If instead you need to make servers belonging to different origins generate valid forms (odd, but not impossible) you need to create a CORS endpoint with Allow-Credentials set to true and Allow-Origin set to the trusted third party that reflects the XSRF cookie in the response.
If needed we can also implement that and have an empty-by-default allow-list.

@empijei I don't actually understand what you are saying in the details, but the outcome seems to be that you are saying

func Protect(h http.Handler) http.Handler 

is a sufficient API to provide users something that works well even for large, multi-server services.

Assuming that's true, then does anyone object to this very simple API?

Yes, that would be a sufficient API even for multi-server services.

If users also need a multi-origin service (rare, but not impossible) it would also be trivial to add one more handler that offers that feature.

@empijei, over in proposal review we are still confused about the magic that allows creation of non-forgeable tokens with multiple servers and no shared secret. Maybe it would make sense to send a CL with a unit test for the load-balancer case where the client gets the form from one server and sends it back to a different one? Thanks.

My understanding based on the linked Angular page:

In a common anti-XSRF technique, the application server sends a randomly generated authentication token in a cookie. The client code reads the cookie and adds a custom request header with the token in all subsequent requests. The server compares the received cookie value to the request header value and rejects the request if the values are missing or don't match.

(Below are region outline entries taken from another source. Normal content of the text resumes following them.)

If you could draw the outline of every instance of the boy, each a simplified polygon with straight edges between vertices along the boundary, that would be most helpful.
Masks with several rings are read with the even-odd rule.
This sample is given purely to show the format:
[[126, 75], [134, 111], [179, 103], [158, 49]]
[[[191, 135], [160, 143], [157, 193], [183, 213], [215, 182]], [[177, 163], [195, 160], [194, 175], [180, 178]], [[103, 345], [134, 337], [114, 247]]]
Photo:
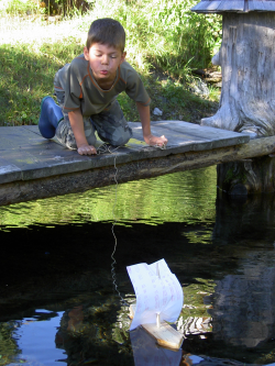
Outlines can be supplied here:
[[80, 155], [97, 154], [95, 130], [113, 145], [128, 143], [132, 130], [127, 124], [117, 96], [125, 91], [138, 107], [144, 141], [165, 146], [150, 127], [150, 97], [138, 73], [125, 62], [125, 32], [116, 20], [91, 23], [84, 54], [59, 69], [54, 79], [57, 106], [51, 97], [42, 101], [38, 127], [46, 138], [54, 135]]

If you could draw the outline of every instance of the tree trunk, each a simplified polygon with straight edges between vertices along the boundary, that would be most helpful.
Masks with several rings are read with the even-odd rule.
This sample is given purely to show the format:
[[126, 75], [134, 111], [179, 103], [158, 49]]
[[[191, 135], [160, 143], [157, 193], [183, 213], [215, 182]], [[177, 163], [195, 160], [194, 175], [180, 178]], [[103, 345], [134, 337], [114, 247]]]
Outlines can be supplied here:
[[[224, 13], [220, 108], [201, 120], [252, 135], [275, 134], [275, 12]], [[213, 59], [215, 62], [215, 59]]]

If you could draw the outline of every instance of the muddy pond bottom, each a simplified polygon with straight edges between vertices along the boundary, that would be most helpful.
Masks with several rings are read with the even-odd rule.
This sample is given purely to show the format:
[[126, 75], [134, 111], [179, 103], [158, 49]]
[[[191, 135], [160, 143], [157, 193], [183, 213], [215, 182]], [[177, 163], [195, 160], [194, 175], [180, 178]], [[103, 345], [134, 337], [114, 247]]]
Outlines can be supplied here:
[[[210, 167], [1, 207], [0, 365], [275, 365], [275, 199], [233, 199], [216, 179]], [[129, 332], [125, 267], [162, 258], [184, 290], [179, 352]]]

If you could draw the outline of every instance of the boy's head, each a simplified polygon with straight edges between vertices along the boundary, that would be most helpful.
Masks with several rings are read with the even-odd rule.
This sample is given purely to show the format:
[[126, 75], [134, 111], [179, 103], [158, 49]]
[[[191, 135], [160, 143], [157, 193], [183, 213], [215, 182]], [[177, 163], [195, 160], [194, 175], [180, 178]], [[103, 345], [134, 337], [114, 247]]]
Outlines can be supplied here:
[[123, 53], [125, 47], [125, 31], [120, 22], [113, 19], [98, 19], [91, 23], [88, 32], [86, 43], [88, 51], [95, 43], [112, 46]]

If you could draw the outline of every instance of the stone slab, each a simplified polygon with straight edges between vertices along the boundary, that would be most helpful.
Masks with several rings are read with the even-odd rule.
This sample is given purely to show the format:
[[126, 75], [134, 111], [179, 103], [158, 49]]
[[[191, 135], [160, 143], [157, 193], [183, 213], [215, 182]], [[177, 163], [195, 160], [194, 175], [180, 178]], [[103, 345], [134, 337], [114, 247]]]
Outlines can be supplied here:
[[[141, 123], [130, 122], [133, 138], [118, 149], [96, 156], [80, 156], [63, 147], [57, 140], [45, 140], [37, 126], [0, 127], [0, 185], [19, 180], [46, 178], [94, 168], [105, 168], [170, 154], [209, 151], [248, 143], [249, 135], [183, 121], [152, 122], [152, 132], [165, 135], [165, 149], [147, 146], [143, 141]], [[100, 147], [102, 142], [98, 142]]]

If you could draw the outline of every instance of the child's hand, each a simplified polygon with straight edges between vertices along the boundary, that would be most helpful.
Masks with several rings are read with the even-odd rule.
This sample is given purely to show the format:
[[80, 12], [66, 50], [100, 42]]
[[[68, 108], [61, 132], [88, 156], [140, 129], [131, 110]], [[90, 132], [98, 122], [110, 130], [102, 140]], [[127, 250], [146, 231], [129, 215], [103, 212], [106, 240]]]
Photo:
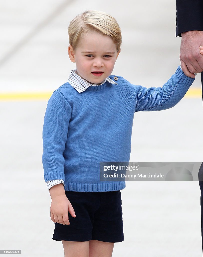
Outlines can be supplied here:
[[200, 50], [200, 53], [203, 55], [203, 47], [200, 45], [199, 47], [199, 49]]
[[69, 212], [71, 216], [75, 217], [73, 206], [65, 195], [55, 196], [52, 199], [50, 212], [52, 221], [63, 225], [70, 225]]

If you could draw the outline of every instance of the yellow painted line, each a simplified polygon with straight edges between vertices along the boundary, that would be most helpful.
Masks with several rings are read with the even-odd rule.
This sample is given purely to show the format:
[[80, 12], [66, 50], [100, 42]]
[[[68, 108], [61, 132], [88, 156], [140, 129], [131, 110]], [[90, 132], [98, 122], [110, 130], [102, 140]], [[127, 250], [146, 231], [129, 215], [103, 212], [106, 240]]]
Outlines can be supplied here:
[[201, 98], [201, 88], [190, 88], [184, 97], [187, 98]]
[[[0, 93], [0, 101], [47, 100], [52, 94], [51, 92], [8, 92]], [[202, 97], [201, 89], [190, 88], [184, 98], [199, 98]]]
[[0, 93], [0, 101], [49, 100], [52, 92], [11, 92]]

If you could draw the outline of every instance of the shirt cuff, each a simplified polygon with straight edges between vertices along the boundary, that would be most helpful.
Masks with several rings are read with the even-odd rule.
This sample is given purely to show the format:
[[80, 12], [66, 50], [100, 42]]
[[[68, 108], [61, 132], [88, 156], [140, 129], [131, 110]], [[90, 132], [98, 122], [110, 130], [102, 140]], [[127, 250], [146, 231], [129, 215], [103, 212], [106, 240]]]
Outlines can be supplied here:
[[46, 183], [48, 187], [49, 191], [51, 187], [53, 187], [54, 186], [57, 185], [58, 184], [62, 184], [63, 186], [65, 186], [64, 181], [63, 179], [54, 179], [54, 180], [49, 180], [47, 181]]

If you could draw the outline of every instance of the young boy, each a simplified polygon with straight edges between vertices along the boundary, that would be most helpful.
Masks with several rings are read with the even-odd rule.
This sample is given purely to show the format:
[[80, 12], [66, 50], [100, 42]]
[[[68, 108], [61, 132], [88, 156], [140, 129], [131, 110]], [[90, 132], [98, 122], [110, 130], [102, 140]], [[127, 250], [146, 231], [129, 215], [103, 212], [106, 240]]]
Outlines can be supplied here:
[[129, 161], [134, 113], [174, 106], [195, 77], [179, 67], [162, 88], [147, 88], [111, 75], [121, 33], [102, 12], [78, 15], [68, 32], [76, 69], [49, 99], [43, 131], [53, 239], [62, 241], [65, 257], [110, 256], [114, 243], [124, 240], [120, 190], [125, 183], [100, 181], [100, 162]]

This technique is effective because all browsers implement the same origin policy. Only code from the website on which cookies are set can read the cookies from that site and set custom headers on requests to that site. That means only your application can read this cookie token and set the custom header. The malicious code on evil.com can't.

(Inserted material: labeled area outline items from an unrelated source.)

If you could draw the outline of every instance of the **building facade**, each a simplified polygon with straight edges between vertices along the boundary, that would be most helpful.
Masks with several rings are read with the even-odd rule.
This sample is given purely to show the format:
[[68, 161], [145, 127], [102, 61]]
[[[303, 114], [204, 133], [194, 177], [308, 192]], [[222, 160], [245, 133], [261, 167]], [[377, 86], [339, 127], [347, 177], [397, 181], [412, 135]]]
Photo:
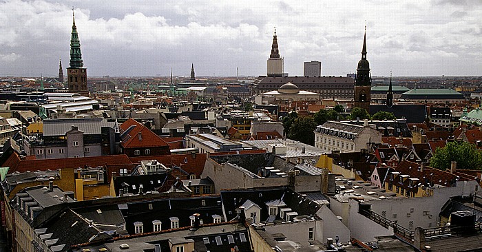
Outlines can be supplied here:
[[322, 63], [319, 61], [305, 62], [303, 67], [305, 76], [318, 77], [322, 75]]

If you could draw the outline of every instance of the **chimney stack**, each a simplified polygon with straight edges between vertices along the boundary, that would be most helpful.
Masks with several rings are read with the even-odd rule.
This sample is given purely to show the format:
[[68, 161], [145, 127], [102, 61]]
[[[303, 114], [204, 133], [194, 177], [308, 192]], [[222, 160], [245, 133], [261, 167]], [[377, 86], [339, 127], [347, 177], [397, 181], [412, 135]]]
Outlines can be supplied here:
[[450, 163], [450, 174], [453, 174], [457, 170], [457, 161], [452, 161]]

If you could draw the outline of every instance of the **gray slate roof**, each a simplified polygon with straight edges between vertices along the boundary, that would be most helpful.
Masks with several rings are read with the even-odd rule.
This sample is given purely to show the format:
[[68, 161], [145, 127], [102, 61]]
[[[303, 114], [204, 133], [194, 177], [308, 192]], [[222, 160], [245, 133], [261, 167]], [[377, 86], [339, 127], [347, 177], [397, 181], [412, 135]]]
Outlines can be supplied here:
[[77, 126], [84, 134], [100, 134], [101, 127], [118, 129], [116, 122], [108, 122], [104, 118], [48, 119], [43, 121], [43, 136], [64, 136]]

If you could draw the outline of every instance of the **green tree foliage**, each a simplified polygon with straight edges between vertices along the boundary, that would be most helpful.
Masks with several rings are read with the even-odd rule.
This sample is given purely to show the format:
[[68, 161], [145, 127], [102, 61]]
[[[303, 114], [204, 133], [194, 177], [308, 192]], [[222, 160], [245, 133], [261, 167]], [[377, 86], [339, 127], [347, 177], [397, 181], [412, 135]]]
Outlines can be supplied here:
[[336, 111], [338, 113], [342, 113], [343, 112], [344, 107], [343, 105], [337, 105], [333, 107], [333, 110]]
[[289, 112], [286, 116], [284, 116], [284, 118], [283, 118], [283, 119], [282, 120], [282, 123], [283, 123], [283, 127], [284, 128], [285, 134], [288, 134], [290, 128], [291, 128], [291, 125], [293, 124], [293, 122], [295, 120], [295, 119], [297, 118], [298, 114], [294, 111]]
[[315, 145], [316, 123], [311, 116], [300, 116], [294, 119], [288, 133], [288, 138], [310, 145]]
[[244, 111], [249, 112], [253, 110], [253, 103], [244, 103]]
[[372, 120], [396, 120], [397, 117], [393, 115], [393, 113], [387, 112], [385, 111], [379, 111], [372, 116]]
[[482, 154], [467, 142], [449, 142], [443, 148], [437, 148], [430, 166], [446, 170], [452, 161], [457, 161], [457, 169], [482, 169]]
[[351, 114], [348, 116], [348, 118], [350, 120], [357, 120], [357, 118], [359, 120], [370, 120], [370, 114], [366, 109], [357, 107], [351, 109]]

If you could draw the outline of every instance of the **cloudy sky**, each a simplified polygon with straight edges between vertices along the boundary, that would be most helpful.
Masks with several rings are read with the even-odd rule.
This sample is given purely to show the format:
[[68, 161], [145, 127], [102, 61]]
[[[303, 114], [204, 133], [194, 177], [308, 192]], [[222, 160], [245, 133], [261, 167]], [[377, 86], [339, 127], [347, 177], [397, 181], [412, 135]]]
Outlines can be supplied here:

So basically it relies on the fact that the browser only allows custom headers for same-origin (unless allowed by CORS) calls. I'm not sure what happens in older browsers that don't support CORS but do support AJAX calls. It could be further secured if the user's browser implements SameSite attribute but this definitely isn't supported by those same older browsers. If I'm not mistaken, this can't rely on form values and MUST rely on a custom header because form fields could be set in a cross-origin way (such as POSTing to a new window). This would require that the user use FormData to capture the value of the form, add the header, and then send it using XMLHttpRequest.

How would you do rotation safely? There's a problem where the client gets the cookie value 123456 and stores it in a variable but at the same time an unrelated request ends up rotating the cookie to 1234567. Now when the client makes the call there could be a mismatch in cookie value versus locally-stored value. It feels risky to never expire the value in case there is some leak or vulnerability. There would need to be strict guidelines on how to implement it on the front-end.

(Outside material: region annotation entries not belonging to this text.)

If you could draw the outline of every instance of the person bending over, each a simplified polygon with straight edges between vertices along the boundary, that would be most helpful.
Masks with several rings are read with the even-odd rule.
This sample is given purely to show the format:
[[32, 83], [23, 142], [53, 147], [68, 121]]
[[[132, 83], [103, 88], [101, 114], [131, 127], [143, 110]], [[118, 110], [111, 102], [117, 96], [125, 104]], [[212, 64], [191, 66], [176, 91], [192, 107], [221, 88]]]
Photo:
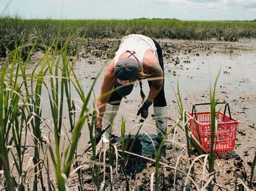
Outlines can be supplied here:
[[[122, 39], [114, 58], [107, 68], [96, 100], [98, 109], [95, 129], [96, 139], [100, 140], [102, 136], [103, 142], [109, 141], [109, 132], [101, 135], [101, 128], [109, 123], [113, 124], [122, 97], [132, 92], [133, 83], [136, 80], [140, 81], [140, 95], [145, 100], [140, 80], [144, 78], [148, 79], [150, 91], [137, 115], [147, 118], [148, 108], [153, 104], [158, 137], [160, 140], [163, 138], [166, 133], [168, 115], [163, 65], [161, 48], [155, 39], [136, 34]], [[121, 88], [113, 91], [121, 86]], [[112, 91], [110, 94], [101, 96], [109, 91]]]

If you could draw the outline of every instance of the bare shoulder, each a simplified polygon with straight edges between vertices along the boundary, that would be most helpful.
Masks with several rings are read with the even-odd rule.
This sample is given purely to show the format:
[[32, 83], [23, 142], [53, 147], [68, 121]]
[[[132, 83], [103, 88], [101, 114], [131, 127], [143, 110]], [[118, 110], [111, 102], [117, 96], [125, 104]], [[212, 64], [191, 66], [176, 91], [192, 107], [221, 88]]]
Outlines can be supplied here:
[[158, 59], [150, 50], [146, 51], [143, 59], [143, 68], [145, 73], [153, 76], [163, 76], [162, 69]]
[[106, 70], [106, 73], [108, 75], [114, 75], [114, 60], [112, 59], [110, 61], [110, 63], [108, 64], [107, 70]]

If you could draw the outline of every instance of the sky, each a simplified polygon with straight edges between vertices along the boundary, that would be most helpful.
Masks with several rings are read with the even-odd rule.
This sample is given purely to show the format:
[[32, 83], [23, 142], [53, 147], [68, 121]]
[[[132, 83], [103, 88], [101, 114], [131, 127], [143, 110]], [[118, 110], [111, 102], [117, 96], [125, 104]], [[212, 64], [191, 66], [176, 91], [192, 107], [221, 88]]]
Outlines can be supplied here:
[[256, 0], [0, 0], [0, 16], [22, 18], [254, 20]]

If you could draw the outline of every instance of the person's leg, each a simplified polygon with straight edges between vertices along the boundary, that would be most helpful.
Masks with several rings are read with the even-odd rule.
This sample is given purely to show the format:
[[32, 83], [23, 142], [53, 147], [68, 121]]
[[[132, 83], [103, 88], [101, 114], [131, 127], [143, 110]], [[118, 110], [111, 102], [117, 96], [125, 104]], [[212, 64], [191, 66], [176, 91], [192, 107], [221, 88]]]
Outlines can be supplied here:
[[112, 133], [113, 124], [117, 113], [122, 98], [116, 91], [113, 92], [110, 95], [108, 104], [106, 105], [105, 112], [102, 119], [102, 126], [105, 128], [109, 123], [111, 126], [109, 130], [106, 131], [103, 135], [103, 139], [105, 142], [108, 142], [109, 134]]
[[[162, 68], [164, 73], [164, 63], [163, 59], [162, 49], [160, 45], [155, 39], [152, 39], [156, 47], [158, 56], [158, 62]], [[151, 81], [148, 81], [150, 87], [151, 86]], [[153, 101], [153, 110], [155, 114], [155, 120], [156, 122], [156, 128], [159, 131], [157, 132], [158, 138], [162, 139], [167, 132], [167, 116], [168, 116], [168, 107], [166, 100], [164, 95], [164, 79], [163, 79], [163, 84], [160, 92], [155, 98]]]

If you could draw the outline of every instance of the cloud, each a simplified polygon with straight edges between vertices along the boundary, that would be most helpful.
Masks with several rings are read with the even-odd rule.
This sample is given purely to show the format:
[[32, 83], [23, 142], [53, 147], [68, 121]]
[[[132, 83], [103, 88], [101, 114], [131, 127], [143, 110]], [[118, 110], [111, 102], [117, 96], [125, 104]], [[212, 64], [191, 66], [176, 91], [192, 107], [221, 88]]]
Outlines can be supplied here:
[[157, 4], [177, 9], [209, 9], [226, 10], [234, 7], [256, 8], [256, 0], [160, 0]]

There are a few interesting points here, thanks for your reply. Please see my comments below:

If I'm not mistaken, this can't rely on form values and MUST rely on a custom header because form fields could be set in a cross-origin way (such as POSTing to a new window)

There are two parts in this: the secrecy of the value and the protection of the transmission channel. In the Angular case the token is secret because localStorage is protected by same origin policy (SOP) and it is transmitted via a channel that is hard to circumvent, but not impossible, which is a custom header. Those older browsers that you talk about support plugins like Flash, Java applets and ActiveX, which more or less allow you to craft arbitrary headers and content types in cross-origin requests. The protection mechanism is not just relying on the transmission method but also on the fact that the token is impossible to guess.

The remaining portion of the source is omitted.